Paid student constables, or “StuCons,” have been part of campus life since 1936, when the AMS instituted a student-run system consistent with the university's long tradition of student self-discipline. As the Alma Mater Society evolved in the late 19th century, it took on increasing authority over the daily lives of Queen’s students. Its constitution obliged students to refrain from any behaviour “unbecoming a member of the AMS.” A student court doled out sanctions to students who failed to meet this standard.
In 1936, student constables were paid out of a levy on the student body to act as peacekeepers at campus social events. They were deployed to dances, debates, protests and football games. When the opened in the 1970s, constables also began to work at campus pubs.

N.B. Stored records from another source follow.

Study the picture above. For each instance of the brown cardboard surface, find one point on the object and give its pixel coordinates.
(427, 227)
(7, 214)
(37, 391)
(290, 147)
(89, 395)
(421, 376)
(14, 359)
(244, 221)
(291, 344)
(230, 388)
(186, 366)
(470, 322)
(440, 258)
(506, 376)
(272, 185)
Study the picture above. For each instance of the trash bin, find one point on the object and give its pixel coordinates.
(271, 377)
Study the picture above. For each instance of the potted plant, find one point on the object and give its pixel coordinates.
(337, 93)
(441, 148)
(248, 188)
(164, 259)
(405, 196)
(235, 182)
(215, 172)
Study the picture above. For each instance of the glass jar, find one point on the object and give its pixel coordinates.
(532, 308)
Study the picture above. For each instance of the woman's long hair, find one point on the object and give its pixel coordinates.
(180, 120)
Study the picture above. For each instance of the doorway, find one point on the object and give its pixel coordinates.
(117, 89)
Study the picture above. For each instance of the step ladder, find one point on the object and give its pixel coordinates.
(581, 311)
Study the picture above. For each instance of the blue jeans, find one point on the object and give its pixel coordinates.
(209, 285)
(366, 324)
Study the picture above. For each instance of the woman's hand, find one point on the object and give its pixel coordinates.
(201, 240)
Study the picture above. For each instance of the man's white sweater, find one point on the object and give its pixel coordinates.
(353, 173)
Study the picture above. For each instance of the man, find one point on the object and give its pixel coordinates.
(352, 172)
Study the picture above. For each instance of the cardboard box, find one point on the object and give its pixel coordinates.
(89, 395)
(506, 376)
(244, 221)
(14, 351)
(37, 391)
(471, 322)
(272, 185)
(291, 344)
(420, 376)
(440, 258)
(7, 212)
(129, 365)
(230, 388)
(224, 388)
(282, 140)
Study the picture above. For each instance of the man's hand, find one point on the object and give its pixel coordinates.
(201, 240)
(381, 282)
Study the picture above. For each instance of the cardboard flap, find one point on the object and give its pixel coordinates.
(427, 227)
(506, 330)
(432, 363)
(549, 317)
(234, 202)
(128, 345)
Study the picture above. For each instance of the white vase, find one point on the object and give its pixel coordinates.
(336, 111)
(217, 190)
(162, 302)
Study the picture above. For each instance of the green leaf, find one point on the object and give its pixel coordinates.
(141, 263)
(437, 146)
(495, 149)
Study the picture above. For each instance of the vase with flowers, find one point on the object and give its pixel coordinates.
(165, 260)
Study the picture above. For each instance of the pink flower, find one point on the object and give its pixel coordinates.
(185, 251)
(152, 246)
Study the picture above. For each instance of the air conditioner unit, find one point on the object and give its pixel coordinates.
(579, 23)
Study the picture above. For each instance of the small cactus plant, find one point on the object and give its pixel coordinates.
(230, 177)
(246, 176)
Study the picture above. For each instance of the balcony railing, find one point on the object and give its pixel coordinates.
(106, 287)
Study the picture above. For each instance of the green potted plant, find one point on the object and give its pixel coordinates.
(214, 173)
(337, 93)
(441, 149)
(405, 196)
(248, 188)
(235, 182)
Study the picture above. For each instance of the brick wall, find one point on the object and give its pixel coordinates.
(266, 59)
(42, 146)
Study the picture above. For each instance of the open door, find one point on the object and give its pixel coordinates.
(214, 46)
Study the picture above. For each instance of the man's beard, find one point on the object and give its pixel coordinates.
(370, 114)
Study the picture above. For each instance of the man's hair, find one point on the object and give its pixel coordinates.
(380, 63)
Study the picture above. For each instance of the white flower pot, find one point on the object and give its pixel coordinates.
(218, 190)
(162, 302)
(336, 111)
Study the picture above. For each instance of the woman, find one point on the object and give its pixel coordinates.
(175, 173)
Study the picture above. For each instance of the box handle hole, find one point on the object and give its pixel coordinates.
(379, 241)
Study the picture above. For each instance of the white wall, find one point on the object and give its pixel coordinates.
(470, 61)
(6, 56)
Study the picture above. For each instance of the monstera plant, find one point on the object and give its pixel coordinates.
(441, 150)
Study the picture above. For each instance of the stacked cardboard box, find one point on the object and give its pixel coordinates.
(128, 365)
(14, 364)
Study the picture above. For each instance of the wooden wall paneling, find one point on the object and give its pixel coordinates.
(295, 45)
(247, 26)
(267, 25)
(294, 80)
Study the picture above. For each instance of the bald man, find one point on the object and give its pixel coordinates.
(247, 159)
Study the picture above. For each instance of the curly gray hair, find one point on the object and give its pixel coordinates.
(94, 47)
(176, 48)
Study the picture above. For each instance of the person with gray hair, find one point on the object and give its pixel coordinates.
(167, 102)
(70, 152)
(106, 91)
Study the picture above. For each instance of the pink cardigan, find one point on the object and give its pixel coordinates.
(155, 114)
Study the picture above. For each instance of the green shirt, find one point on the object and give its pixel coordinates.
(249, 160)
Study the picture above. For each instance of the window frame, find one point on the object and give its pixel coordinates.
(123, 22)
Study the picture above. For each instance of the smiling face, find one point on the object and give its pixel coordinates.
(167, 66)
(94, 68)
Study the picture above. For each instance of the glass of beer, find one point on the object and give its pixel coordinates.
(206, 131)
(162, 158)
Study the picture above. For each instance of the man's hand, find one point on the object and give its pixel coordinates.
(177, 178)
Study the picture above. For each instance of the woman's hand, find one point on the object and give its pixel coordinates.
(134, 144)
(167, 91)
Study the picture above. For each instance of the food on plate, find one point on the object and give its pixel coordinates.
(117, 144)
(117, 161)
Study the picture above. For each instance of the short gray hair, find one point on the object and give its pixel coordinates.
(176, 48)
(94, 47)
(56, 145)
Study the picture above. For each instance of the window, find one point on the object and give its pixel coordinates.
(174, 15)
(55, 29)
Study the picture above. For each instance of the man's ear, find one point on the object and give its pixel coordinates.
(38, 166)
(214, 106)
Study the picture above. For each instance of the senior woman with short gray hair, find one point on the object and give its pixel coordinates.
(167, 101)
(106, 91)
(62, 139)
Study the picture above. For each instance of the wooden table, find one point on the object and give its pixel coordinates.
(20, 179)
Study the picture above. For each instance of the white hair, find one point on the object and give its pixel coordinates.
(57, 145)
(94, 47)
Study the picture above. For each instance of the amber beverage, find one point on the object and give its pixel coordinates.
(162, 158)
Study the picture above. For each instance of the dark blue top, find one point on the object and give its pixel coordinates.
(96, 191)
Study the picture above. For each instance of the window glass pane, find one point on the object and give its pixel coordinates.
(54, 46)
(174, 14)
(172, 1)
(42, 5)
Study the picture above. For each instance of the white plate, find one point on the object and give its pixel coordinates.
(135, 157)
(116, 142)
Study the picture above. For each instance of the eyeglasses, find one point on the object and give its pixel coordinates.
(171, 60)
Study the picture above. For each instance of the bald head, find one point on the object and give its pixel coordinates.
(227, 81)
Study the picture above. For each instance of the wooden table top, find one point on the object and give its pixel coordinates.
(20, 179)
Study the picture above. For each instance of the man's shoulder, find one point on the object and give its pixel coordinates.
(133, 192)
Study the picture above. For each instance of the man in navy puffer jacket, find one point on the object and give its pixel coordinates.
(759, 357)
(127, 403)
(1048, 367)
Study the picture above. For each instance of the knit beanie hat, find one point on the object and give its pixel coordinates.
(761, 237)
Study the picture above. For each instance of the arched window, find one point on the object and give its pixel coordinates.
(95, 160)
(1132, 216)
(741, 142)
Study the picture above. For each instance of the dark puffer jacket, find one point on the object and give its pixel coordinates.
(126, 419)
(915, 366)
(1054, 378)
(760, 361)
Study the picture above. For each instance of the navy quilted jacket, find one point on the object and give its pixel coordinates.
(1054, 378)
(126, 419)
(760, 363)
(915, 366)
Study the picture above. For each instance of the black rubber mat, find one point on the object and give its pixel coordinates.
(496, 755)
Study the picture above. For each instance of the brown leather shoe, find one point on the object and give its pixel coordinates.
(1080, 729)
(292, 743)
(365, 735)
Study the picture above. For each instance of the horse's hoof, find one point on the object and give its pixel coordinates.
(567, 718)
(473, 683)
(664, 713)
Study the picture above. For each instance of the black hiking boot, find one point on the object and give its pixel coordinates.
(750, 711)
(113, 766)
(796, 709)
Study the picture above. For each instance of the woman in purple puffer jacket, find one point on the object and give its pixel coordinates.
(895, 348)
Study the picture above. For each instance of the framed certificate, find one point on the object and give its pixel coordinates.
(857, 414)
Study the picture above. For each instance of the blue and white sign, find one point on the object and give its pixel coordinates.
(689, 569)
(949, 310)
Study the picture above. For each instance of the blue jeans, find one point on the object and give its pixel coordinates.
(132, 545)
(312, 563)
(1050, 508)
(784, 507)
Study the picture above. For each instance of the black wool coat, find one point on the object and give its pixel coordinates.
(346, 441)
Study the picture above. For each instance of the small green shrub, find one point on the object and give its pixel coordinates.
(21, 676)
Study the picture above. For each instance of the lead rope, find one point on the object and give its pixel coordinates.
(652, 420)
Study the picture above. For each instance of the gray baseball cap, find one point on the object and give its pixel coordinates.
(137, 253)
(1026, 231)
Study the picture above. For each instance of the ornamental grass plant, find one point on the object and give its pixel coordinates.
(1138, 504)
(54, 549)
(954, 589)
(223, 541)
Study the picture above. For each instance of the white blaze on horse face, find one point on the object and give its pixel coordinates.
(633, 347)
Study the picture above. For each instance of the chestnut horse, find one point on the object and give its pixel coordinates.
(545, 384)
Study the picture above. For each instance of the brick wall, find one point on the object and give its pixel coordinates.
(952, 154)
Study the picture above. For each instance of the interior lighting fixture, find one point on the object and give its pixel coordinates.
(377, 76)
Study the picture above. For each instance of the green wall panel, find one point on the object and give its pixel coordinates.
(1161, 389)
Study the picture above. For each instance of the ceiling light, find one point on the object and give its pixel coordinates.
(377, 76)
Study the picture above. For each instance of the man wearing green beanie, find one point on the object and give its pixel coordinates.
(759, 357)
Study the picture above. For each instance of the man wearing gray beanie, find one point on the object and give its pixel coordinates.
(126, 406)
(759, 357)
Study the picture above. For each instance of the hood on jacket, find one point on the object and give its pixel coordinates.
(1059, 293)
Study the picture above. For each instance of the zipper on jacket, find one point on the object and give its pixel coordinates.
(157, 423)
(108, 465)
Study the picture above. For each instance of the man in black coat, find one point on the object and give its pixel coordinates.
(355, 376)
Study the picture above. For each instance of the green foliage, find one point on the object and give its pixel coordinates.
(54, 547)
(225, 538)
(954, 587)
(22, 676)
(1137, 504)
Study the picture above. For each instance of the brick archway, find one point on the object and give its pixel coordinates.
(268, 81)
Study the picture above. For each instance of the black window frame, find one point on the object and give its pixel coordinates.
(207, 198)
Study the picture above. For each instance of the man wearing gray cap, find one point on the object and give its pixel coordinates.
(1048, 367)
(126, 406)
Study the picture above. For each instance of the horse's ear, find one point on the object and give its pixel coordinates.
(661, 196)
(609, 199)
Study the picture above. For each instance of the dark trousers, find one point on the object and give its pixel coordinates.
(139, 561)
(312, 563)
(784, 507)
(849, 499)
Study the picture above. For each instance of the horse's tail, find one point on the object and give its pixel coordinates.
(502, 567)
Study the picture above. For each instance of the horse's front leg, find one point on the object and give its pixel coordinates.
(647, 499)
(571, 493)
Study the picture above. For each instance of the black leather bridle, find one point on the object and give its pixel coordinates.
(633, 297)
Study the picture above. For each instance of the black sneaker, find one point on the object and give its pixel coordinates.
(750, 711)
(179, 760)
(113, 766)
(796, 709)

Recruited from second-year undergraduates and above, the constables initially wore armbands to proclaim their authority. Those who ignored this authority ended up in AMS Court, paying out small monetary fines and facing impositions on their campus freedom.
For many years, the constable service was largely male. In 1973, for instance, only 20 of the 120 constables were women.
Since 2009, QSC staff must be licensed under Ontario’s 2005 Private Security and Investigative Service Act, and so Queen’s StuCons are trained security professionals.
In 2022, the student constable service was renamed as "Queen's StuCons", in order to ensure compliance with the Private Security and Investigative Services Act, 2005, and to distance the services provide from policing models to a focus on peer-to-peer safety.
While the old yellow armbands have been replaced by full yellow jackets, StuCons continue to administer a large measure of students' own law and order – working at events and pubs on campus to ensure the safety of patrons and event staff, to enforce the governing regulations of the AMS, and to uphold the regulations stipulated in the Liquor Licence Act of Ontario.
The longevity of this model of self-regulation has inspired other student safety initiatives at Queen's where students help other students, such as the Walkhome Service and the Campus Observation Room.